Quatre-Cocos: un village connu pour son bel environnement

Avec le soutien de
Quatre-Cocos se vante d’avoir été le berceau de personnalités politiques et sportives très connues.

Quatre-Cocos se vante d’avoir été le berceau de personnalités politiques et sportives très connues. 

Réputé pour son bel environnement, sa propreté et son succès répété aux concours Fleurir Maurice, ce village doit aussi sa notoriété à quatre «cocos» bien de chez nous.

Avec environ 12 000 habitants, le village de Quatre-Cocos tient son nom de quatre de ses habitants qui étaient des personnes très intelligentes, tout comme on dit en créole ils étaient des «cocos». Ces quatre personnes sont E. Dupré, A. d’Epinay, F. Nozaic et J. Ithier. Ils étaient des personnages qui faisaient la fierté du village. De plus, cet endroit est aussi très connu pour son bel environnement, son embellissement et sa propreté. D’ailleurs, depuis 1985, il a fait ses preuves en obtenant pendant plus de cinq ans consécutifs le meilleur prix et le certificat de Fleurir Maurice, un concours organisé à l’époque par le Lions Club avec la collaboration du ministère du Tourisme.

Rattaché aux villages de Palmar, Belle-Mare et Shanti Nagar, le conseil du village de Quatre-Cocos a sous sa responsabilité environ 28 000 habitants. De plus, le village compte deux grandes localités, Camp Rannoo et Résidence St Jean. Vishnuduth Nunkoo, conseiller du village et représentant au conseil de district de Flacq, explique d’ailleurs que c’est la raison pour laquelle les membres du conseil ont déposé depuis quelque temps une demande au conseil de district et au ministère des Collectivités locales afin que Quatre-Cocos ait un conseil séparé du village de Belle-Mare.

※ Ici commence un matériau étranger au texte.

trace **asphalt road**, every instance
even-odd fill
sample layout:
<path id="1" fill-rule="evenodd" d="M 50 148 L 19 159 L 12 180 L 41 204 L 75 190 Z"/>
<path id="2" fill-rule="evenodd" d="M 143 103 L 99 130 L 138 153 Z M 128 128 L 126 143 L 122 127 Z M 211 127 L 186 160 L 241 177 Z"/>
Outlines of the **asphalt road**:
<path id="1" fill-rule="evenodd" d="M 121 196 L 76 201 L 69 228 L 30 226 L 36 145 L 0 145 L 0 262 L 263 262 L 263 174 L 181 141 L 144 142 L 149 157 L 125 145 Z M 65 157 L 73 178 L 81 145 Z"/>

«Depuis tout ce temps, nous l’avons fait et c’est vraiment difficile à faire car Belle-Mare et Palmar sont deux grands village. De plus, Quatre-Cocos est lui aussi très grand. Le plus gros souci c’est de gérer les finances», lance-t-il. En effet, Quatre-Cocos a trois entrées, le village est accessible de Mare-La Chaux, de Belle-Mare et de Trou-d’Eau-Douce.

Hormis ces quatre «cocos», le village a produit des personnes très connues comme l’ancien politicien Ramesh Sunt, de grands sportifs, des avocats, médecins, entre autres. Un bon nombre d’habitants sont issus de familles de planteurs. «Nous sommes renommés dans le domaine de l’agriculture, pour nos plantations d’aubergine, de piment et d’oignon. Et nous avons les meilleurs légumes», dit Vikash Chutturputty, un habitant, qui est aussi conseiller et planteur de légumes. Néanmoins avec le temps et une transition, désormais une bonne partie des habitants sont des fonctionnaires.

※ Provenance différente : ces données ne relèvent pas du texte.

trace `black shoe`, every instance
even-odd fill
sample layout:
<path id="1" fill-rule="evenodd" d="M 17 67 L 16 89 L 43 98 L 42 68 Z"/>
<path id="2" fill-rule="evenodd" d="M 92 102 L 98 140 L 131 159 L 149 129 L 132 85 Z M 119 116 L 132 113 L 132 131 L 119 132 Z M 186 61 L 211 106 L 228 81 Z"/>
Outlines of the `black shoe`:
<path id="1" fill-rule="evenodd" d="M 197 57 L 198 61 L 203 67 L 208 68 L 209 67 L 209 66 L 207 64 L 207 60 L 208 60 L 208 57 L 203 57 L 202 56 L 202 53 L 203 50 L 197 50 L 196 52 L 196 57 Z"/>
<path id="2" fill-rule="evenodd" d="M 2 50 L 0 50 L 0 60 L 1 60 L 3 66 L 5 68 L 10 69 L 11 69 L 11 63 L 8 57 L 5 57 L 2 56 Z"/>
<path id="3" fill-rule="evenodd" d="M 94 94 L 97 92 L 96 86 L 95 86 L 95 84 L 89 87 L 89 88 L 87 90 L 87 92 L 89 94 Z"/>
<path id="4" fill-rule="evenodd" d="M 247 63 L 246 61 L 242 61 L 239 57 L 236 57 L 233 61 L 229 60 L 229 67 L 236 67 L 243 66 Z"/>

Ce village offre plusieurs facilités comme une école primaire très performante qui est fréquentée par non seulement les enfants du village mais aussi par ceux des villages avoisinants. Et Quatre-Cocos compte deux des meilleures compagnies en ce qui concerne le recrutement pour travailler sur les navires de croisières. Elles sont aussi spécialisées dans des formations pour l’hôtellerie et la cuisine.

Le village compte plusieurs petits commerces et de nombreux taxis. «Notre seul souci est par rapport aux horaires des bus car le service n’est pas assez fréquent. Par ailleurs, toutes nos activités d’achats se font à Belle-Mare ou à Flacq», explique Duth Juggoo.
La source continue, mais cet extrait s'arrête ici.